These difficult times

On numerous occasions in my residency, I've realied that I don't have time for the important things in life. Like keeping up with my family, dear friends etc. There used to be a time when these were the most important thing in my life. Yet...

In the last couple of weeks, I watched movies and hung out with my gang here. That didn't give me time to catch up with everyone. Today I made up for it and talked to everyone who I had to catch up with. Here's the update.

My sister

She is doing okay at her husband's place. Work schedules and stuff. She got her driving licence recently and is now into driving regularly. She's not yet comfortable with the rush-hour traffic. But she's confident to drop her in-laws to places nearby. I think that is excellent. I'm happy for her.

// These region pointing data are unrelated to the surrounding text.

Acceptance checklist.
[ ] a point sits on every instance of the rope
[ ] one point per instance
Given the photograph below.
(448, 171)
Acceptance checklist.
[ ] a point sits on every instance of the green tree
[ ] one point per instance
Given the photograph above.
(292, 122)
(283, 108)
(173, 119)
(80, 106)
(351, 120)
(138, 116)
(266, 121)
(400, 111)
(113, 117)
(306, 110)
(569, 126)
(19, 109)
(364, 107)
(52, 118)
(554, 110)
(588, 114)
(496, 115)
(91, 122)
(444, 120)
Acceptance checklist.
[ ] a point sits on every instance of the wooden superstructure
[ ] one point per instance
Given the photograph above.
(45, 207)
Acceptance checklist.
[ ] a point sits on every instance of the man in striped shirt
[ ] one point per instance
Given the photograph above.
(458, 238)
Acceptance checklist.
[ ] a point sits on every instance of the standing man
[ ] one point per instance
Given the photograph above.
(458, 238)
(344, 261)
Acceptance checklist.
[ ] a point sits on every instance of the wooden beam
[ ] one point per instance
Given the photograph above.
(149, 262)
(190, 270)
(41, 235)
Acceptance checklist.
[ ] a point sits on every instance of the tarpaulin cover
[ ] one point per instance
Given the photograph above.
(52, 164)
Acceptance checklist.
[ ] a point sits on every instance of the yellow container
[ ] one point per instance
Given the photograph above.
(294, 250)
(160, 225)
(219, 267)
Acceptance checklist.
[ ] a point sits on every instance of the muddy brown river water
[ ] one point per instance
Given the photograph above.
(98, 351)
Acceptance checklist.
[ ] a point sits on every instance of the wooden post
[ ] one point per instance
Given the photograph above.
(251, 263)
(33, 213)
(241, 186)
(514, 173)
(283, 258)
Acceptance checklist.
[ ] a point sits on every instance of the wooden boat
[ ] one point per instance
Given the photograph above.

We haven't restarted talking about the personal problems that she's having with the in-laws and all the sexual problems that she's having. That is quite the best way to go about it I guess.

Apart from that, she's getting time during the weekends to do things that she has always loved. Simple things like embroidery, painting, playing the keyboards etc. I'm so glad that she's finding pleasure in the simple things of life which I always feel are neglected as you grow older.

Chuck, my straight friend

Recently, he lost his dear Dad due to a hemorrhage in the brain. The formalities and the functions are over. He's joined back at work in the hospital from today. But he says that he's not getting used to going back home with no one around.

Along with that, the problems that he's having with his brother's divorce proceedings are also are eating his head. He has to arrange for 5 lakhs of rupees for that by tomorrow morning. That too without letting his brother know that he's arranging for him.

I had called him in the morning and we had a talk for about 10 minutes. But we could't complete it because of hospital rounds at either end. He had called me in the evening to talk. But then I was busy in the OPD. I didn't call back because I slept as soon as I came back to my room.

Ray, my gay friend

I don't know if I have mentioned it, but he's having trouble in the family as well. About 4 weeks back, his mother was admitted to a hospital nearby his home with an episode of Psychosis. Without any triggering event almost. Right now she is delusional with delusions of persecution. He thinks that Ray has been abducted and kidnapped and a friend of his is dressing up and taking care of her.

From his point of view, despite the fact that he's not very close to her, he is suspecting that he's the trigger for her disorder. He had gone to Delhi last month for giving exams. That's when this happened. Another thing is that he took a decision all by himself to take her to a nursing home specializing in Psychiatry. Instead of a normal hospital, where we could run tests to rule out other cause of such problems.

This conversation happened immediately after I had talked to Chuck and putting things to perspective after what had happened with T, yesterday night, I felt so warm to have such friends and such a friend like Ray, who I know in and out!

My parents

My Dad is recovering very well from his traumatic postural vertigo thing. He has started going out for walks with Mom. That's just great. This is about a week after I had talked to them about moving over to Mumbai once I'm done with my residency. I thought they didn't expect that really. But yet, they have already thought of selling our beautiful family home and moving into a shadier place nearby my aunt so that they could be more like the others in the family - more religious, simpler and manageable life - yeah, I think it is screwed up life. I hate my family for putting such thoughts into my parents head.

Mr. Lion

The guy who I had sex with for the first time ever is still on the prowl online; sending new years greetings to every other guy who he had acquainted over the WWW. Superfluous, he might be But still, he's sexy! I love him for the sex he's given me and I'll hit it on with him when I go home this time.

May, my straight girl-friend

The sad part of my friend circle comes up last. She's not picking up my calls yet. Probably is too busy. I miss you May.